I don't understand how this could be happening, does anyone have any ideas? Obviously, it would be best if I were to accompany him to his home and see it for myself... non-techy people often describe their challenges incompletely, but this isn't really an option.

Anyone have any ideas?

Some wireless hardware just plain doesn't like other hardware or certain noisy environments. Have seen this plenty of times on different devices. Have tested plugged in vs. not. Have updated firmware, drivers, and BIOS. All of it to no avail (usually). When I find hardware that doesn't get along in a particular place, I most often have to put up with its eccentricities until I change out the system or router.

Some examples....

Over the past few years, every laptop I've had with an Intel wifi chip in it has the occasional fit when it's at home. In my case I have to run the network troubleshooter in Windows. It'll reset or re-enable the adapter and we're good until the next time it happens. I place the blame on the chipset in combination with my router (a WiFi Ranger - which I pretty much guarantee nobody has here as it's made for full time RVers). This happens enough that I keep my work laptop hardwired to avoid it.

My Nvidia shield tablet (Android) also doesn't like this router - but ONLY when the router is using our Verizon MiFi as an internet source and the router has 802.11n turned on (it's cool with just g, and also cool when we're using Sprint as an internet source). When it encounters the conditions it doesn't like, it repeatedly disconnects and reconnects every couple of seconds.

My wife's laptop disables its own wifi adapter when we're at a friend's house in Raleigh, but only there (she doesn't have Intel wifi so at home it's fine). Once more we run the troubleshooter in Windows, and it re-enables the thing. It never does this anywhere else.

Dakuna wrote:

I have a colleague whose laptop appears to have a geographical glitch. When he is at his home, the laptop will not detect wifi at all, will not show any wireless access points or anything until he plugs it into the router using an ethernet cable. Once he does, he can unplug it and it then acts normally and can connect to the wifi. At work, there is no such issue.

I don't understand how this could be happening, does anyone have any ideas? Obviously, it would be best if I were to accompany him to his home and see it for myself... non-techy people often describe their challenges incompletely, but this isn't really an option.

Anyone have any ideas?

Some laptops have a really dumb switch that turns off wifi. Checking that would be my first guess.

I really appreciate the feedback but... this only started happening to him recently, after his battery exploded (laptop bulging on the bottom). Prior to that, he had no issues at his house whatsoever, and the thing connects everywhere else without any issues.

LouZiffer's wife's laptop issue sounds like the exact same thing! The only difference being, it sounds like most of the issues you're describing are consistent. Granted something may have happened with his hardware at home, but his laptop won't see ANY connections, and the wireless connection screen won't even come up at all until he plugs in a cable.
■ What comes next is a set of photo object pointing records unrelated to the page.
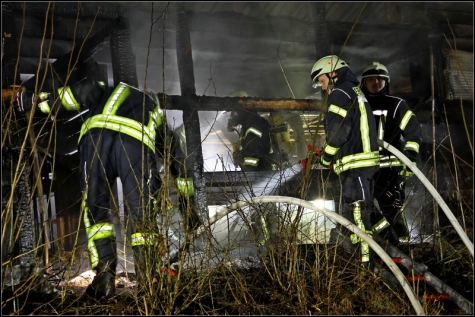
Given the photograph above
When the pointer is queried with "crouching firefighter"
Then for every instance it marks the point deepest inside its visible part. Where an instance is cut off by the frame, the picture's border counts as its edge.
(254, 150)
(123, 135)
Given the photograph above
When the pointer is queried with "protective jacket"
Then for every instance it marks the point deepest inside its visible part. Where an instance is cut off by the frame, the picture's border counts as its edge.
(348, 124)
(397, 125)
(122, 134)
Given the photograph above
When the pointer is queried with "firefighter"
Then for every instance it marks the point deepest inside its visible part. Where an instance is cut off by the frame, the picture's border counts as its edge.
(123, 135)
(254, 150)
(351, 147)
(398, 126)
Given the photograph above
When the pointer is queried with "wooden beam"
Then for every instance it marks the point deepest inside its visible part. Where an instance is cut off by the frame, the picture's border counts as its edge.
(209, 103)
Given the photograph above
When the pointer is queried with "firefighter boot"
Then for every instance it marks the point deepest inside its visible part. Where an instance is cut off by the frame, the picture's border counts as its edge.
(146, 262)
(104, 281)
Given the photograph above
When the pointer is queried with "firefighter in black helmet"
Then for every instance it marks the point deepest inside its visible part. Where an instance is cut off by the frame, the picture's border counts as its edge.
(123, 135)
(255, 150)
(398, 126)
(351, 146)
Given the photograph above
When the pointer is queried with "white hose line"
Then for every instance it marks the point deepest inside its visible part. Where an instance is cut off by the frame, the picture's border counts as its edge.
(433, 191)
(332, 215)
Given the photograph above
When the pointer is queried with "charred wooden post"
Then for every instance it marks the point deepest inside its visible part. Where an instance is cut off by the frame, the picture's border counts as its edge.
(190, 111)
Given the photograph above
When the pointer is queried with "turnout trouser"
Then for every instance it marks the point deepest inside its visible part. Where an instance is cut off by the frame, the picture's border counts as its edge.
(357, 192)
(104, 156)
(389, 192)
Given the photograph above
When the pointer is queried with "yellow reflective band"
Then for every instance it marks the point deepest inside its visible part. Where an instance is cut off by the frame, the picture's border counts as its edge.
(324, 162)
(339, 111)
(120, 93)
(255, 131)
(389, 161)
(266, 234)
(331, 150)
(381, 130)
(185, 186)
(100, 231)
(413, 146)
(357, 215)
(359, 157)
(44, 107)
(251, 161)
(120, 124)
(405, 120)
(364, 128)
(43, 95)
(67, 99)
(341, 168)
(381, 225)
(138, 239)
(364, 252)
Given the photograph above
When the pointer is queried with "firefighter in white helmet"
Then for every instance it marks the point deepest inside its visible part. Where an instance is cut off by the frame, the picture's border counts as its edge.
(398, 126)
(351, 146)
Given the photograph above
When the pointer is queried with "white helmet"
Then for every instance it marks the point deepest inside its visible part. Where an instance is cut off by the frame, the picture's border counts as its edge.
(376, 70)
(325, 65)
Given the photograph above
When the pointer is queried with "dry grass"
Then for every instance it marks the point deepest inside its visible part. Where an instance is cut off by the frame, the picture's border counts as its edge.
(289, 279)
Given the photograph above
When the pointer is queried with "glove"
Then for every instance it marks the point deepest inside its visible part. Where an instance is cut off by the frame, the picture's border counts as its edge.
(406, 172)
(304, 163)
(325, 163)
(311, 148)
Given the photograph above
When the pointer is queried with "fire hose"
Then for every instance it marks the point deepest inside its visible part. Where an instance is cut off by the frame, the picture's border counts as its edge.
(334, 216)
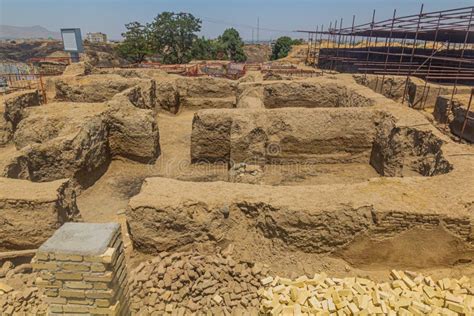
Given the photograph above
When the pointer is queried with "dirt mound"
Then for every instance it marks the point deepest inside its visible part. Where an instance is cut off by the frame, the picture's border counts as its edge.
(189, 282)
(80, 139)
(31, 212)
(170, 215)
(413, 249)
(175, 92)
(12, 111)
(283, 135)
(258, 53)
(315, 92)
(92, 88)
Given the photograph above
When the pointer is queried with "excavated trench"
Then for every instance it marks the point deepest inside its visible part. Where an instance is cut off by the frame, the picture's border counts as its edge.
(311, 171)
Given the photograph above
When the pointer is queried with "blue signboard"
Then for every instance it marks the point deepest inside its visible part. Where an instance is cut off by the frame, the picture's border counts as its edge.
(72, 40)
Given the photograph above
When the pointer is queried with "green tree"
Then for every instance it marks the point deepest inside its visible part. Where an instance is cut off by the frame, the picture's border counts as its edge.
(172, 36)
(233, 45)
(283, 46)
(135, 45)
(206, 49)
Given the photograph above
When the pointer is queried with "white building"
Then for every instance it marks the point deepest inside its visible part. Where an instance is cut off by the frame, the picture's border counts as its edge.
(96, 37)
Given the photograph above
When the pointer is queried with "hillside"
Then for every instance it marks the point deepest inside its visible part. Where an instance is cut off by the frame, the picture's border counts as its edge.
(27, 32)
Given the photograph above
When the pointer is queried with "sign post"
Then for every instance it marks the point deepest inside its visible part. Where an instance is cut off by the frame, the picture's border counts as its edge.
(72, 41)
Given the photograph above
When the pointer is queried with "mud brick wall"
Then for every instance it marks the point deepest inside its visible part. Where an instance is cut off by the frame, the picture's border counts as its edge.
(390, 224)
(82, 270)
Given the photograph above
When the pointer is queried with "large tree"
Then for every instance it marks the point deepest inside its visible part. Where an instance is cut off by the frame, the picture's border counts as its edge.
(233, 45)
(172, 35)
(135, 45)
(207, 49)
(283, 46)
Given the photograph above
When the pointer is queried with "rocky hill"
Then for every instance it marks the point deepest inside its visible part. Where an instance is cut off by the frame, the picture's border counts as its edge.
(27, 32)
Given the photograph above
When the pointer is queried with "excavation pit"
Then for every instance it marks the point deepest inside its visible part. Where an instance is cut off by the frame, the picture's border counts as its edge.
(282, 140)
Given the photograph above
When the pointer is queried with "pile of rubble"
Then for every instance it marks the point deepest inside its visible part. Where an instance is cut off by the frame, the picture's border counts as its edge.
(18, 294)
(408, 293)
(185, 283)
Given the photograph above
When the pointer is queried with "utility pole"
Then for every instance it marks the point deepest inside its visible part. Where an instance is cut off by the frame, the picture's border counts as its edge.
(258, 30)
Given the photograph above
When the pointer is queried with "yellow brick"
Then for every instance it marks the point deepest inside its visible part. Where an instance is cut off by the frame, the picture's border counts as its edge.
(102, 302)
(75, 267)
(50, 266)
(104, 311)
(54, 300)
(72, 293)
(48, 284)
(68, 276)
(75, 309)
(99, 293)
(455, 307)
(77, 285)
(98, 267)
(396, 275)
(55, 308)
(51, 292)
(42, 256)
(68, 257)
(80, 301)
(100, 286)
(108, 255)
(99, 277)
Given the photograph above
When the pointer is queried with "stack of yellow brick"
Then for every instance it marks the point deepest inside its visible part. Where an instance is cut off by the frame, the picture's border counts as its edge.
(407, 294)
(84, 283)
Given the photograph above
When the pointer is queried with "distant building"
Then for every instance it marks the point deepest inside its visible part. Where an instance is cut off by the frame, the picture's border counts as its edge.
(96, 37)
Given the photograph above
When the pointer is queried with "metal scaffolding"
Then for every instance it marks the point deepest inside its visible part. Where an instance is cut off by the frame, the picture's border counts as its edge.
(435, 46)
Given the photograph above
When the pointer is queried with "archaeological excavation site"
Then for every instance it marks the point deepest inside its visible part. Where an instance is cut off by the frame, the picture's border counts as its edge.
(341, 184)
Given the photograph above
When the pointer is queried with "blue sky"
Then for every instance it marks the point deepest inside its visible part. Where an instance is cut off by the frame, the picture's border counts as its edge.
(109, 16)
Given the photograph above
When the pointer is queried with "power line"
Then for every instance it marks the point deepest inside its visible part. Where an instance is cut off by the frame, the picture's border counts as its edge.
(216, 21)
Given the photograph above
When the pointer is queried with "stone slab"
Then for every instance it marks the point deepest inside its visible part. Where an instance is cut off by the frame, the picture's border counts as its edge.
(81, 238)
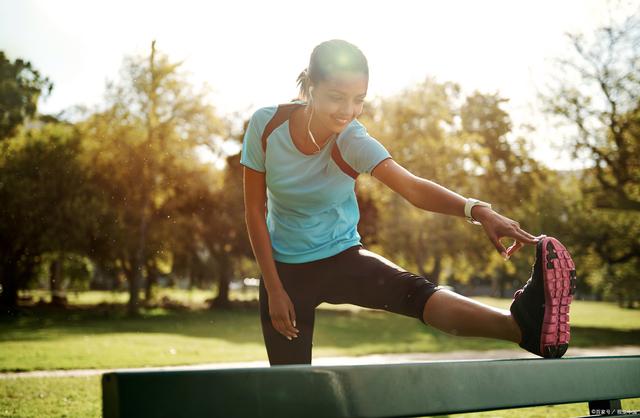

They switched out the battery, and literally everything else works well. I can't help but think something was damaged by the battery, but how can it be geo-centric??

Delbin, if it was the switch, it would be happening everywhere, no?

Dakuna wrote:

Delbin, if it was the switch, it would be happening everywhere, no?

Yep! For some reason I was thinking he docked it at work and didn't still use wifi.

bigred wrote:

Doesn't deserve its own thread but any recommendations for a cheap laptop (screen size 13-15") for someone who only checks email and browses internet? Wife wants to get something for my mother-in-law whose current laptop is 10+ years old. She doesn't need anything fancy but is biased against netbooks and dells. Wants a "regular" laptop. No bells or whistles needed.

Figured some of you who follow the market might know of any good deals out there.

I would look at the wirecutter's recommendations for Chromebooks. If all she does is in the browser, why not just give her 100% of that and not worry about the other crap that comes with the other stuff.